”Today we are living in an era of indebtedness. Over the past several years, society has oscillated ever more wildly though three debt-fueled bubbles. First, there was the dot-com bubble. Then, in 2008, the mortgage-finance bubble. Now, we are living in the fiscal bubble.
In this country, the federal government has borrowed more than $6 trillion in the last four years alone, trying to counteract the effects of the last two bubbles. States struggle with pension promises that should never have been made. Europe is on the verge of collapse because governments there can’t figure out how to deal with their debts. Nations around the globe have debt-to-G.D.P. ratios at or approaching 90 percent — the point at which growth slows and prosperity stalls.”
David Brooks, New York Times
Brooks claims that the reason why our economy is stalling is because of government debt, which under Keynesian calculus would be wrong. When the private sector is too slow to recover the economy, the government would have to borrow more money to make investment spending to hire a greater number of people, and facilitate an economic recovery quicker.

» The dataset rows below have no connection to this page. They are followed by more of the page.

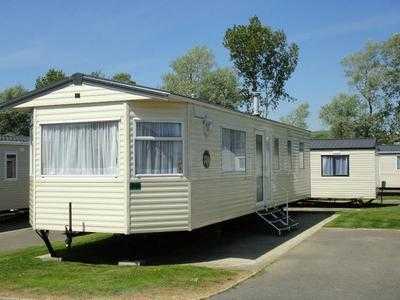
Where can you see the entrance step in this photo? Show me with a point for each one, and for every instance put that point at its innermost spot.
(278, 220)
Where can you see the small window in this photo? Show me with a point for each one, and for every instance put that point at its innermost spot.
(11, 166)
(233, 150)
(335, 165)
(158, 148)
(301, 155)
(275, 153)
(290, 157)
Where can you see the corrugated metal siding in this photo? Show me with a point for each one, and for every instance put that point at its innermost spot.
(360, 184)
(14, 194)
(388, 170)
(162, 204)
(98, 203)
(218, 196)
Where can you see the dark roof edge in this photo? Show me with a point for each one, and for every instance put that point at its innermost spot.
(79, 78)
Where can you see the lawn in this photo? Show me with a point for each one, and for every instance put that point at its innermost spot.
(384, 217)
(24, 275)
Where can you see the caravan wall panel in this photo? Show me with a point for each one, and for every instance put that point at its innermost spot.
(98, 203)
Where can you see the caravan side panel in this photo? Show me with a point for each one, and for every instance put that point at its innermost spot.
(361, 182)
(98, 203)
(162, 203)
(217, 195)
(14, 193)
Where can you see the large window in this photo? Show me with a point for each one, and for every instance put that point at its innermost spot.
(158, 148)
(335, 165)
(275, 153)
(80, 149)
(301, 155)
(233, 150)
(290, 156)
(11, 166)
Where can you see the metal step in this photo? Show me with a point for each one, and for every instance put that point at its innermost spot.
(278, 220)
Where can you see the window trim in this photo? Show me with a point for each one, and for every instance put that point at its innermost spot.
(16, 165)
(336, 155)
(290, 154)
(44, 176)
(239, 172)
(279, 154)
(150, 138)
(303, 166)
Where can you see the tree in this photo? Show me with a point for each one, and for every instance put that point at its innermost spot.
(195, 75)
(123, 77)
(50, 77)
(373, 73)
(265, 62)
(14, 121)
(298, 117)
(342, 116)
(188, 71)
(221, 86)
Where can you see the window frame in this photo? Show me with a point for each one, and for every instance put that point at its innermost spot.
(16, 165)
(290, 154)
(302, 153)
(274, 159)
(245, 151)
(44, 176)
(334, 156)
(167, 139)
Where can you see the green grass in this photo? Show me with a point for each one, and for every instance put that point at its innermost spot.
(384, 217)
(23, 274)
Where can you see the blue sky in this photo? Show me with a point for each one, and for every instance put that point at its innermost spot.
(142, 37)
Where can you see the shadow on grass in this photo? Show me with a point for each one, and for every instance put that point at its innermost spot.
(246, 237)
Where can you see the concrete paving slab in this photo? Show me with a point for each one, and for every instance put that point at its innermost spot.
(332, 264)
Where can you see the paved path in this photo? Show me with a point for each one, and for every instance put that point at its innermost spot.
(332, 264)
(17, 234)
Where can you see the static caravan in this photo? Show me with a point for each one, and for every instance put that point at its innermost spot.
(389, 166)
(343, 169)
(14, 172)
(133, 159)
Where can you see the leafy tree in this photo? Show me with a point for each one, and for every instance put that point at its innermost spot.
(188, 71)
(298, 117)
(265, 61)
(342, 116)
(123, 77)
(14, 121)
(221, 86)
(194, 75)
(51, 76)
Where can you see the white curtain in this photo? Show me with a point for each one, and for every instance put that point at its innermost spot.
(327, 165)
(80, 149)
(158, 156)
(233, 150)
(341, 165)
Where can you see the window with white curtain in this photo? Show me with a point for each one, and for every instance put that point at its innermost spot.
(11, 166)
(335, 165)
(301, 155)
(275, 153)
(83, 149)
(158, 148)
(290, 156)
(233, 150)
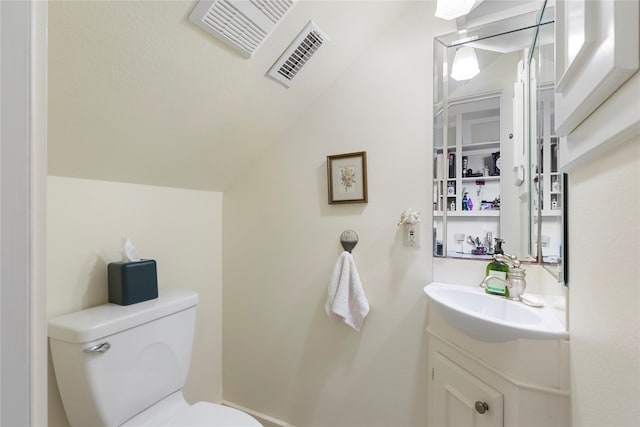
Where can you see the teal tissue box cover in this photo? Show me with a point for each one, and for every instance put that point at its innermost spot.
(132, 282)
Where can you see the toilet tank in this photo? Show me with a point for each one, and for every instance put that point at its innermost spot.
(111, 362)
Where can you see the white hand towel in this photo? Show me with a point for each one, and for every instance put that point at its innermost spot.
(346, 298)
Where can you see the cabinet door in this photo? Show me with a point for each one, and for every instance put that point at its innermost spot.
(455, 393)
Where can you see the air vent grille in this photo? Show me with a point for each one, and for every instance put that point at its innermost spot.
(242, 24)
(298, 54)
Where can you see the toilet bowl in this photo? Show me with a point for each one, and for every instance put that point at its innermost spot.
(126, 365)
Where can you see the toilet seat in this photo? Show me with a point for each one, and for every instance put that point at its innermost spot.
(174, 411)
(205, 414)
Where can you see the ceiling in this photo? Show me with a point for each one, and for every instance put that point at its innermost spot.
(137, 93)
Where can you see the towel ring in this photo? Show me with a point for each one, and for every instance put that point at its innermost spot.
(349, 240)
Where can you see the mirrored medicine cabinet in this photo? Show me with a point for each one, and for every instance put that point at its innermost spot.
(494, 148)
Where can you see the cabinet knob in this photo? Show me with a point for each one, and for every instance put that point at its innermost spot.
(482, 407)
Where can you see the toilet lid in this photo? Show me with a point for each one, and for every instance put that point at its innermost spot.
(205, 414)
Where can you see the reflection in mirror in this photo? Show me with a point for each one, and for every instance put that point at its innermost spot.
(548, 195)
(482, 184)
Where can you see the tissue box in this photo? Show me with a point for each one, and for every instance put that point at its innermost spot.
(132, 282)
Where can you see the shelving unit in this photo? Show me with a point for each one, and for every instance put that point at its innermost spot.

But even aside from Keynesianism, the biggest problem is not the debt burden, but the fact that this debt burden had been necessitated by the forces of capitalism. How can that be? Let me explain. Back in the 1970s, capitalism faced a growing realization crisis, i.e. profits were down, growth stalled, businesses were facing obstacles to expansion (on a side comment, labor was also relatively strong- it was only then that inflation and Reaganomics destroyed organized labor).
Companies eager to restore their profit margins started to move their labor force offshore, where labor was to be had for cheaper. More sophisticated technology was replacing labor in droves. Corporate profitability was restored to full levels at the cost of the labor force that faced stagnant and later diminishing real incomes. Production is ramped up, consumption can’t keep pace. Capitalism faces another crisis.
The crisis was avoided by taking corporate profits and using the banking system to lend the surplus back to working people, whose jobs and wages were deteriorating. Banks really got out of control in the 1990s with the repeal of Glass-Steagall, which allowed the banks to use deposit money for speculative investments, including those subprime mortgages that were issued to poor people. Capitalism averted the crisis until the bubble burst. Credit stalled, a Great Depression lurked in the corner.
Governments fearful of the consequences used public money to bail out the banks, and facing huge debt burdens themselves, now begin to commit to austerity, which sucks even more demand from the economy, while leaving the most vulnerable citizens exposed to cutbacks in critical social services. Now capitalism faces a real crisis.
What is Brooks intent to do about it? Use his punditry wit to draw out a concept of fiscal austerity, which would aggravate the economic crisis to the levels that we have observed in Greece. What he never talks about is that we should a) raise taxes for the rich, b) cancel some of the debts, c) use the ensuing budget surplus to pay for WPA-style programs that put millions of people back to work and stimulate the economy.
Does this sound like a redistribution from the top to the bottom? Yes, this is what we need after transferring all the wealth from the bottom 99% to the top 1% for the last 30 years- with all its devastating effects.